Let me tell you about watching a titan fight for his legacy. Bjarne Stroustrup, the 74-year-old Danish computer scientist who gave us C++ back in 1979, is now locked in what might be the most consequential battle of his career. Not against Rust evangelists or government regulators—though they’re certainly in the mix—but against the perception that his language has become a liability in the age of memory safety paranoia.
The Profiles proposal isn’t just another C++ evolution; it’s Stroustrup’s attempt to retrofit safety onto a language that was never designed for it. And the way it’s playing out? It’s tearing the C++ community apart like nothing I’ve seen in my three decades working with the language.
You want to understand why Stroustrup is pushing Profiles so hard? Look at the timeline. Back in 2015, when he unveiled the C++ Core Guidelines at CppCon with Herb Sutter, the safety conversation was still academic. Those of us in HFT were more worried about nanosecond latencies than memory corruption. The Guidelines were positioned as best practices, not survival tactics.
But something shifted around 2022. The NSA started making noise about memory-unsafe languages. Then CISA jumped in. By February 2024, the White House itself was calling for memory-safe programming. Suddenly, C++ went from being the backbone of global infrastructure to public enemy number one in the security world.
Stroustrup’s response in his February 2024 paper P2739 was telling: “This is a call to urgent action partly in response to unprecedented, serious attacks on C++.” The man who spent 45 years building this language now watches as government agencies basically declare it unfit for purpose. You think that doesn’t sting?

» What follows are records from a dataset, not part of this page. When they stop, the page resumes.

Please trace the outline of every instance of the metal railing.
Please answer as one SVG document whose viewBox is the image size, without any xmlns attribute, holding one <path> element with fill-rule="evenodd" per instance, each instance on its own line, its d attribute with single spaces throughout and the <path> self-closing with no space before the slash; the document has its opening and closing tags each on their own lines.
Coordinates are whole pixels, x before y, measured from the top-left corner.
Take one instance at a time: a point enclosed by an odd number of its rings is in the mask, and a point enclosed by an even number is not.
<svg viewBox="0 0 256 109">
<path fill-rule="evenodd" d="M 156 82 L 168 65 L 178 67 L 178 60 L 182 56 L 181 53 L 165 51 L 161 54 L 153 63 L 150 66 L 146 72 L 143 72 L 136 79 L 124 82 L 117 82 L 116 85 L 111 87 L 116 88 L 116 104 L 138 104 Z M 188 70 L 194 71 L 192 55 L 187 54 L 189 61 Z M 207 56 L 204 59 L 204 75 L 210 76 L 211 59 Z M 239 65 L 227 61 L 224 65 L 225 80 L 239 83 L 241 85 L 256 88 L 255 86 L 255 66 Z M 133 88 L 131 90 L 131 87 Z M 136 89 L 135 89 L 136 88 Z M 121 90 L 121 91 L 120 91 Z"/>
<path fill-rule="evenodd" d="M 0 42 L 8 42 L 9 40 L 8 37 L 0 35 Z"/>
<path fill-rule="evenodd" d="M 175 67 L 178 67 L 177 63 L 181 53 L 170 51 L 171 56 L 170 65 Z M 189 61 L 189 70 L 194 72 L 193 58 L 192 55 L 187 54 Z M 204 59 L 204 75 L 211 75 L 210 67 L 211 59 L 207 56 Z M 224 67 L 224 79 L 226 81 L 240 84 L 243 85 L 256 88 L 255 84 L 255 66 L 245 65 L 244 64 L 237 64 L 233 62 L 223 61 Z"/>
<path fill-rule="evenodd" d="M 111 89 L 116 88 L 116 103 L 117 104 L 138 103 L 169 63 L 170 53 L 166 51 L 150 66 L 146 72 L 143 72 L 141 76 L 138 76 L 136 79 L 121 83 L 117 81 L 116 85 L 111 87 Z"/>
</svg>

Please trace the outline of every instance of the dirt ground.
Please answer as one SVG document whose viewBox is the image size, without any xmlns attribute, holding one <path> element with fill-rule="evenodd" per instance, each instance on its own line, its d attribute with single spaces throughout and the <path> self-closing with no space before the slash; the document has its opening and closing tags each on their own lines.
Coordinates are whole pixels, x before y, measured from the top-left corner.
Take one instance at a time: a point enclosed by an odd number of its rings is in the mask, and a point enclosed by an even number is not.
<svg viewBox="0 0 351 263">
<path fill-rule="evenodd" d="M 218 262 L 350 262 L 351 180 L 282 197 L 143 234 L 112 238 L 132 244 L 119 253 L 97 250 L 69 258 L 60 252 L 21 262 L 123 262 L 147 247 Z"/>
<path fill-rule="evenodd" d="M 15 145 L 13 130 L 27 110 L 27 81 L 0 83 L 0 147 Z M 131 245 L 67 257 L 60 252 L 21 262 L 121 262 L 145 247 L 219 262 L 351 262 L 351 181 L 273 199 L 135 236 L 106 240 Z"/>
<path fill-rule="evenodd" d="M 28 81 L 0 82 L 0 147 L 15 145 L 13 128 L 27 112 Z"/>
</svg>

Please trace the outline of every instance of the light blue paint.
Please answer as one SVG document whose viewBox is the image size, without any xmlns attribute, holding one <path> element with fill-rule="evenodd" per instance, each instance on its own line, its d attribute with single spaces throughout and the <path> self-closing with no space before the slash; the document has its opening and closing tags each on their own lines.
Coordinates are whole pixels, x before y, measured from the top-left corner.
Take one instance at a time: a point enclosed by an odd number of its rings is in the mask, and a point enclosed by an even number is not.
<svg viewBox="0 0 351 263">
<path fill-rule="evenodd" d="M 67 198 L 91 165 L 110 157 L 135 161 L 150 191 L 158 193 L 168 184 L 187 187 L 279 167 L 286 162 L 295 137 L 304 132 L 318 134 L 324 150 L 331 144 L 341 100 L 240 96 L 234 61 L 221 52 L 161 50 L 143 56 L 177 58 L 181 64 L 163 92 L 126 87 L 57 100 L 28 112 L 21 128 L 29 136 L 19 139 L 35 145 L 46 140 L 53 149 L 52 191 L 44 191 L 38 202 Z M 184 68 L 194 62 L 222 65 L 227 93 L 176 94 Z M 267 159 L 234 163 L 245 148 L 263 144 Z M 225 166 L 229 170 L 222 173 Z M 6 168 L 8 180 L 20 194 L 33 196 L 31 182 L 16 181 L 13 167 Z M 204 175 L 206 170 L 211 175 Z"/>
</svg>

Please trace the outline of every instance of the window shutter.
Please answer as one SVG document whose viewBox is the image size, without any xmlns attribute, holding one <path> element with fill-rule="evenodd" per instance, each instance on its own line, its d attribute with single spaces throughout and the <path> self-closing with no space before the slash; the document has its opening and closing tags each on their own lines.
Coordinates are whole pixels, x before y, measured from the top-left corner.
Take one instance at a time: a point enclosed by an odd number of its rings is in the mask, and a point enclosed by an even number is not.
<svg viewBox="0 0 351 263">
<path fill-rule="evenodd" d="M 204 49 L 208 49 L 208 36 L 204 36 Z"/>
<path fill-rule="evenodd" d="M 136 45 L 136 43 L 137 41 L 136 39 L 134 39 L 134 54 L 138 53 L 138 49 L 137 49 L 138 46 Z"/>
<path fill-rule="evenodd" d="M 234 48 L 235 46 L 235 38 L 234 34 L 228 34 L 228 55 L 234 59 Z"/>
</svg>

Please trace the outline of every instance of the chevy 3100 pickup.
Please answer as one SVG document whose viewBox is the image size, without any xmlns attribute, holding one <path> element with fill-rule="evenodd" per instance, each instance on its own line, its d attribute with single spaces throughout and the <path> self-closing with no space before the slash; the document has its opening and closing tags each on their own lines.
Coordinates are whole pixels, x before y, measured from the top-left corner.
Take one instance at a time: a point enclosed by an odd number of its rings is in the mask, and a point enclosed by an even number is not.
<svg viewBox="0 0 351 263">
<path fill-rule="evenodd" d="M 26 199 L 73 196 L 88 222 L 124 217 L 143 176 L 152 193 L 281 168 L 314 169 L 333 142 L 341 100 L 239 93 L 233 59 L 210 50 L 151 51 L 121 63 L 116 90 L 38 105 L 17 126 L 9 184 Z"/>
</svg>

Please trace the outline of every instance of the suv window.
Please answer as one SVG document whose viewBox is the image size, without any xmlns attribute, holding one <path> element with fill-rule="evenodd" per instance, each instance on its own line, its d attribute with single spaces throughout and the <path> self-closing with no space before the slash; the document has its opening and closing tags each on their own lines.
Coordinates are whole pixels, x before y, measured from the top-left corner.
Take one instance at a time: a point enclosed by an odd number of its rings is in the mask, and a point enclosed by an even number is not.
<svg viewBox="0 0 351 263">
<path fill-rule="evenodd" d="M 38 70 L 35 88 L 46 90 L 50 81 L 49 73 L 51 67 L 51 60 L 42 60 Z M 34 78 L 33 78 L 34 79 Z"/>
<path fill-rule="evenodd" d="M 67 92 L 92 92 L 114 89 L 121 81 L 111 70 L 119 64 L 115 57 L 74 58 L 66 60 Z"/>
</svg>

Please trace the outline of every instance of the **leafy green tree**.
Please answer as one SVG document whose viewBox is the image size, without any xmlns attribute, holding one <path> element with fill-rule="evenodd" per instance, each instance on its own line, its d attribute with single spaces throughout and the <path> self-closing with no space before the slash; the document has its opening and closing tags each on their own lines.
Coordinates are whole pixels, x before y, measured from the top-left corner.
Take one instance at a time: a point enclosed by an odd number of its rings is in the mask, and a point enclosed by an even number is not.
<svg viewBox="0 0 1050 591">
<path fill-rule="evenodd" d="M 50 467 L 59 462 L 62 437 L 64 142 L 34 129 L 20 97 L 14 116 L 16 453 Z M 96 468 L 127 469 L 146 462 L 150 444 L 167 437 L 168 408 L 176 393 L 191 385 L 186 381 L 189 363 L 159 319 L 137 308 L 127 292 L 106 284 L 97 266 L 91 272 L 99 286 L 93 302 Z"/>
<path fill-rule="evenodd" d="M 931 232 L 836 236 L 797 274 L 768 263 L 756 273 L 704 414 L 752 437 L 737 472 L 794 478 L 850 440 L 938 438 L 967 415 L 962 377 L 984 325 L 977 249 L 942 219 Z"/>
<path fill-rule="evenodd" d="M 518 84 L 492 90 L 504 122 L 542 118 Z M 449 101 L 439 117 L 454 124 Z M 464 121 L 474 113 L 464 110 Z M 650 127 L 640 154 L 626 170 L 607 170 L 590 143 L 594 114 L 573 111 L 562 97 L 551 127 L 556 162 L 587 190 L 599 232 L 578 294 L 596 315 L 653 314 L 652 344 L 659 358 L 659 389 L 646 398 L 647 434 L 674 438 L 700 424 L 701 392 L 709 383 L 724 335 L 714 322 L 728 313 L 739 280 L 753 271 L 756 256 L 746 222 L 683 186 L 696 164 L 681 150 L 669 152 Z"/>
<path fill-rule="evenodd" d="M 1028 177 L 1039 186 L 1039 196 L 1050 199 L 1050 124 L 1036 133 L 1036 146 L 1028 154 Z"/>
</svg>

Here’s what most people miss about the historical context. Stroustrup has been thinking about safety since the beginning. In his 1991 history paper, he wrote about how C++ deliberately kept C’s unsafe features because “the language could not guarantee such checks without leaving C with a large advantage in run-time and space efficiency.” The decision to prioritize performance over safety wasn’t ignorance—it was a calculated trade-off that defined an era of systems programming.
So what exactly are Profiles? Let me walk you through the mechanics, because the devil’s in implementation details here.
Profiles work on what Stroustrup calls a “subset-of-superset” strategy. First, you extend C++ with some library abstractions (the Guidelines Support Library or GSL). Then—and this is the controversial part—you ban certain language features within specific contexts. The result is what Stroustrup colorfully calls “C++ on steroids”: the good parts amplified, the dangerous parts suppressed.
The initial proposal focuses on three core profiles:
The type profile eliminates uninitialized variables, unsafe casts, and union abuse. The bounds profile prevents array overruns and pointer arithmetic gone wild. The lifetime profile—the most ambitious—attempts to track object lifetimes statically to prevent use-after-free bugs.
What makes this different from just following coding guidelines? Profiles are meant to be compiler-enforced, not suggestions. When you mark code with a profile, the compiler becomes your enforcer, refusing to compile code that violates the profile’s guarantees.
The GSL provides the supporting cast—types like span, not_null, and owner that make safe patterns more ergonomic. But here’s where it gets interesting: Stroustrup insists this is “100% ISO standard C++.” No new language, just restrictions and library support.
Now we get to the drama. While Stroustrup was pushing Profiles, a brilliant engineer named Sean Baxter was building something far more radical. Baxter, the madman who single-handedly built the Circle compiler from scratch, proposed Safe C++ (P3390)—essentially grafting Rust’s borrow checker onto C++.